Last night, I sang in the church choir (something I used to do weekly in the past) and we sang the lamentations which are a beautiful tradition on Good Friday. I always cry at some point while singing them because they are poetic and describe Jesus's death, etc. Normally, we walk around the church chanting with lit candles and following the Epitaphio which is covered with flowers (the Epitaphio symbolizes the tomb of Christ). But it was raining, so we stayed in.
Here is the music from a recording by a famous Greek singer:
Of course, this is a solo singer, whereas as a choir, we have the sopranos, altos, and basses.
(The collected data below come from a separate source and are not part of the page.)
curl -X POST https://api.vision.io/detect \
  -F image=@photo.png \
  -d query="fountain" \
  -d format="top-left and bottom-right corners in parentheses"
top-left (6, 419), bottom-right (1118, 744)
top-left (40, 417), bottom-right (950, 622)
I don't have the words in English, so I looked them up so you get an idea what they are singing about:
Good Friday LAMENTATIONS (Eggomia in Greek)
First 3 stanzas:
In a grave they laid Thee,
yet, O Christ Thou art Life,
and the armies of the angels beheld amazed, giving glory that
Thou chose to condescend.
How, O Life, dost Thou die?
How dost Thou dwell entombed,
Who hast slashed through all the bonds in the
realm of death,
and hast raised the dead in Hades from their
graves?
We, O Lord, exalt Thee,
O Christ Jesus, our King,
and we venerate
Thy Passion and burial through which
Thou hast brought redemption
from our sins.
These are the stanzas (12- 15) that always make me cry when I sing them (because I picture the Virgin Mary losing her son):
When Thy mother saw Thee
brought to slaughter, O Lamb,
she was stabbed with painful torment; her
anguished sobs
called the flock to join her bitter cries of grief.
“Woe is me!” the Virgin
mourned through heart-breaking sobs.
“Thou art, Jesus, my most precious, beloved
Son!
Gone is my light, and the Light of all the
world!”
“God and Word eternal,
O my Gladness and Joy!
How shall I endure Thy three days inside the
tomb
when my heart is breaking with a mother’s
grief?”
“Who will give me water,
and a fountain of tears,”
cried the Virgin Bride of God in her deep
despair,
“that in grief for my sweet Jesus I might weep.”
But I wipe my own tears after the singing is done, because I know there is a happy ending.
Tonight, I will be going to the church service around 10 where I will be singing once more in the choir. In Greek, we say
Kali Anastasi! which means a good resurrection. After tonight's service, for several days, we say Christos Anesti! Christ has risen!